The Inchigeela R.I.C. were now reinforced by 7 more men and a wireless receiver and transmitter was installed.  Both gables of the building were doubly loop-holed and barbed wire entanglement erected.  After the above attack the R.I.C. made several raids on I.R.A. men's houses and the following men were constantly on the run:  Con Cronin,  T. O'Connell,  D.T. O'Leary and  M. O'Sullivan.  The R.I.C. were now compelled to stay within Barracks from dusk until dawn.

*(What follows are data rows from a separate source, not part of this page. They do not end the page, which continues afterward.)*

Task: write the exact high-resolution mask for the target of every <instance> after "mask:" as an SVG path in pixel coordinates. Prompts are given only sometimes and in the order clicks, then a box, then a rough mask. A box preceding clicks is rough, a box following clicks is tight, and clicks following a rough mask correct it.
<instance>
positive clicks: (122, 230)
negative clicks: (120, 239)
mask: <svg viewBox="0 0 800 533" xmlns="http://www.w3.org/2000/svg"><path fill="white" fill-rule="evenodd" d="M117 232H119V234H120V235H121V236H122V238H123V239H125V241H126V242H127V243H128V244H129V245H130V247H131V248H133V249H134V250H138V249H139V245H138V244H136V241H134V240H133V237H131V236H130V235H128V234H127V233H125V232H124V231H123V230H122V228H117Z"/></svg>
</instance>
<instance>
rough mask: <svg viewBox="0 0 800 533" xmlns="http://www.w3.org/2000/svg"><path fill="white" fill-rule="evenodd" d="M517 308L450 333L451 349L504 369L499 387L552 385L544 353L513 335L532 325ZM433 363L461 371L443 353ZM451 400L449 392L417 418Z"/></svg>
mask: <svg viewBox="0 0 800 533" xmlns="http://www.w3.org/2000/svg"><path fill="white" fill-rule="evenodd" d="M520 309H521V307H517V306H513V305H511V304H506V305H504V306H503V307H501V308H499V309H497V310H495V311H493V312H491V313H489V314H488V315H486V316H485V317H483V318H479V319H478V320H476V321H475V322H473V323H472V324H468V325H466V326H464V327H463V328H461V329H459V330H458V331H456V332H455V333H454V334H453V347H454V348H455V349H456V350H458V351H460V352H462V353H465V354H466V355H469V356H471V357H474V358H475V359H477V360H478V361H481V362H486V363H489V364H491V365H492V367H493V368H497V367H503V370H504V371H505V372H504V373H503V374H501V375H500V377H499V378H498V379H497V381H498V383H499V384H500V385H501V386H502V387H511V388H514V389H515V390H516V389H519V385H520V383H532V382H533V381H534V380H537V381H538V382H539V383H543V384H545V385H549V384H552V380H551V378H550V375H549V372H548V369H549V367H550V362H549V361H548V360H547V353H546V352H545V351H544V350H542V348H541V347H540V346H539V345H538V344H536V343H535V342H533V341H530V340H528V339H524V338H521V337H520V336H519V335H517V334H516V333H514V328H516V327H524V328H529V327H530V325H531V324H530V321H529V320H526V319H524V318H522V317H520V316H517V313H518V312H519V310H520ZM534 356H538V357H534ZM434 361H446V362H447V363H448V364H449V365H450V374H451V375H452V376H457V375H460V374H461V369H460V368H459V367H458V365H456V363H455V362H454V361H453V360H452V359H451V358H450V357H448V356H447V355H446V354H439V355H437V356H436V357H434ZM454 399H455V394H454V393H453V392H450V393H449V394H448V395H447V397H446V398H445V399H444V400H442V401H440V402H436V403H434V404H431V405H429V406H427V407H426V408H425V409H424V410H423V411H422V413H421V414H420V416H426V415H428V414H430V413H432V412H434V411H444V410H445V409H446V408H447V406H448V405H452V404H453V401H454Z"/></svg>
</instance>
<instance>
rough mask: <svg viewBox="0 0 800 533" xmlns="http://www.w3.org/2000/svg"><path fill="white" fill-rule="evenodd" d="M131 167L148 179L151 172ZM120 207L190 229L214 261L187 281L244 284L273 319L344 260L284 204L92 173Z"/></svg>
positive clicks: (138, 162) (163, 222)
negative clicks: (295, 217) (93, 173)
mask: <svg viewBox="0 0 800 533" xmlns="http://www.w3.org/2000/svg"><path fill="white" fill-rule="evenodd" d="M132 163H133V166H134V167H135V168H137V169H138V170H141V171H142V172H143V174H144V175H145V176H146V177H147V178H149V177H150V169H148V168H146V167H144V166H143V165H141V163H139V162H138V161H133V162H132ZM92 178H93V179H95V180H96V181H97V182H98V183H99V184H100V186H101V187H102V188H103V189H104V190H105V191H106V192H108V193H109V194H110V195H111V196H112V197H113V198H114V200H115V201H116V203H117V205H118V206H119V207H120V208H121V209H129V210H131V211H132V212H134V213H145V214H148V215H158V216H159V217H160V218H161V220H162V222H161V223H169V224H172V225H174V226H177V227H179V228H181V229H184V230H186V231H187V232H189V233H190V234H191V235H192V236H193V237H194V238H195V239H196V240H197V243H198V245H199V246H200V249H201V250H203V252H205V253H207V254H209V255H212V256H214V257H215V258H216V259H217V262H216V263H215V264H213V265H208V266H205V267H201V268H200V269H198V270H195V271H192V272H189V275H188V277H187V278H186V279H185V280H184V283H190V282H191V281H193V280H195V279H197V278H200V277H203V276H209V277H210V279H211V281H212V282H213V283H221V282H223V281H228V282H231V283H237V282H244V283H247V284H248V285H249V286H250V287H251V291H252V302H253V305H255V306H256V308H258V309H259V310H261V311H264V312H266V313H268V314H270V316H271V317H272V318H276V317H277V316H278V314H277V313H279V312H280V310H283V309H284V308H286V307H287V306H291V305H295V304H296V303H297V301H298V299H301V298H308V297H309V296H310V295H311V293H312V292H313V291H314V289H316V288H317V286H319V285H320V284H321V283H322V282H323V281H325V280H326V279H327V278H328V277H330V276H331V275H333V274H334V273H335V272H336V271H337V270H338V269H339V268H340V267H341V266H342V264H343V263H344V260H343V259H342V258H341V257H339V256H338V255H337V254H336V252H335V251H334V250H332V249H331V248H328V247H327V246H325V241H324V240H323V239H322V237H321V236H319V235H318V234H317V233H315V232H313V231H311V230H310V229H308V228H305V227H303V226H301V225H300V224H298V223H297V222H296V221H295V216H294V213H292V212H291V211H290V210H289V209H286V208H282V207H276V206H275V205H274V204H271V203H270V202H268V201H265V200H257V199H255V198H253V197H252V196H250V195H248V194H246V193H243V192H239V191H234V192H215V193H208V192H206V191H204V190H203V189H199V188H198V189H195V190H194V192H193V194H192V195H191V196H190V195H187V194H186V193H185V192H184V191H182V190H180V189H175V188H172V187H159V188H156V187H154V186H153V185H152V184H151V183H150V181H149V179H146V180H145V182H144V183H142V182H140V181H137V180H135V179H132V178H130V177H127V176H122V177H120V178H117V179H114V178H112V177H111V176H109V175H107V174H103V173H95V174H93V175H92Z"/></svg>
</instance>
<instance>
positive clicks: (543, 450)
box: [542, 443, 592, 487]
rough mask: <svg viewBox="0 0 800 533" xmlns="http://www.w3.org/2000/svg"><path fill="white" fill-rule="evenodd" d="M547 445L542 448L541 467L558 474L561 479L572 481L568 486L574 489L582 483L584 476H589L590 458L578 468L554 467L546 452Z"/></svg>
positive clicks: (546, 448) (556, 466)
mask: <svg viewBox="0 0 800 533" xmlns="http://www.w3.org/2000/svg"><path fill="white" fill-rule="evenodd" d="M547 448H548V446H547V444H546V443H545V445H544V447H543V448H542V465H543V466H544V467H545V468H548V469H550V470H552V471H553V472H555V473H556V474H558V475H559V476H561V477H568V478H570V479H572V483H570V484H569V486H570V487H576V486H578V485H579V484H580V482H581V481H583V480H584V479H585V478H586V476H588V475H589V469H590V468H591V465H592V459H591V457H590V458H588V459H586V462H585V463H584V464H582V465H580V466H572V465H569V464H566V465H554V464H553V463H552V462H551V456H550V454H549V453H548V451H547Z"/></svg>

The next attack on Inchigeela Barracks was planned for March 8th. 1920.  This was planned by the Officers of the first Cork Brigade who brought with them a large trough packed with explosives.  This was to be placed against one of the gables, and it was electrically detonated, owing to barbed wire and tin cans.  They were unable to reach the gable.  Had this plan succeeded  6 or 8 picked men from the Battalion were to rush trough the breach using revolvers and hand grenades.  The usual precautions of blocking and guarding the roads were taken.  A large number of men from the 8th Battalion mobilised at Cooleen, 3 miles north-west of Inchigeela.  Here they were met by men from the E. Coy. and led into their positions, where they waited for hours on snow covered ground.  The greatest credit is due to those men who had to travel 10 - 12 miles back to their Coy. areas, and shoulder this heavy trough back to Kilnamartyra.